Project description:Influence of folate metabolism has long been studied in cancer and copies evidences have suggested that the key genes involved were correlated with GC risk and prognosis. However, their genetically association and contribution for GC prognosis are still elusive. To evaluate the effect of folate metabolism related genes polymorphisms on the prognosis of gastric cancer (GC), the genotype of seven single nucleotide polymorphisms (SNPs) of three genes were selected and genotyped in a cohort of 664 GC patients, including genes of Methylenetetrahydrofolate reductase (MTHFR), Methionine synthase reductase (MTRR), and Methionine synthase (MTR). Kaplan-Meier Curve, long-rank tests and multivariate Cox proportional hazard model were used for prognosis analysis.
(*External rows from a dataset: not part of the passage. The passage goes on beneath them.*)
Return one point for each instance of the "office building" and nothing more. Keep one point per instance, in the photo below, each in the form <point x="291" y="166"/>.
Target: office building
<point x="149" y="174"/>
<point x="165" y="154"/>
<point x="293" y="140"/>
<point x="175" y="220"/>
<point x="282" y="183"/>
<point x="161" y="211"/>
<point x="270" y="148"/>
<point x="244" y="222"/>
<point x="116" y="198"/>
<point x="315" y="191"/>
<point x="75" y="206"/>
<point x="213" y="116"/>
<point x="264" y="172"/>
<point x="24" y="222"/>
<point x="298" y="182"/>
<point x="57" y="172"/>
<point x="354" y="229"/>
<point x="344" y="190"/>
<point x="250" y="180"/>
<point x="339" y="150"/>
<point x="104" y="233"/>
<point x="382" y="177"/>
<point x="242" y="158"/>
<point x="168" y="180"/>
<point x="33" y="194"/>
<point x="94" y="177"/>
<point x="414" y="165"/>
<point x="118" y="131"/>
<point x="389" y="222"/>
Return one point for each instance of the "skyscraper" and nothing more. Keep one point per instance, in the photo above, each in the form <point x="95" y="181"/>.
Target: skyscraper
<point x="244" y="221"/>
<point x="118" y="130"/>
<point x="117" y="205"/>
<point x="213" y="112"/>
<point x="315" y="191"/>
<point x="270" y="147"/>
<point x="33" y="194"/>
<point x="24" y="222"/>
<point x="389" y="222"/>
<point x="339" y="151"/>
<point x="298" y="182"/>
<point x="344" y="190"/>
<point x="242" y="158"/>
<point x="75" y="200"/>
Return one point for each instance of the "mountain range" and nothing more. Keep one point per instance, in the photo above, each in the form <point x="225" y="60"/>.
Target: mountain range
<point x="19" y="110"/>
The results demonstrated that TT or CT/TT genotypes of SNP rs1532268 in MTRR gene coding region are significantly associated with a poorer overall survival (OS) when compared with CC genotype (HR=2.340, 95% CI: 1.240-4.414, p=0.009; or HR=1.502, 95% CI: 1.083-2.085, p=0.015, respectively). Furthermore, comparing to that of the CC genotype, the detrimental effect of rs1532268 TT genotype was also evident in the special subgroups of GC patients, especially in patients with BMI<24 and H. pylori infection. Moreover, significant association between increased relapse and TT genotype of rs1532268 was also observed in patients who are females, BMI<24 and without chemotherapy. In addition, the joint analysis demonstrated that integration of rs1532268 genotypes and BMI, H. pylori infection status, clinical stage and tumor site may significantly improve the predictive abilities for predicting OS of GC patients. In conclusion, it suggested that the MTRR rs1532268 polymorphism is significantly associated with clinical outcomes of GC patients, especially in those with lower BMI (BMI<24) or positive H. pylori infection status, which warrants further validation. And the polymorphism of MTRR rs1532268 may be a potential prognostic factor for GC patients.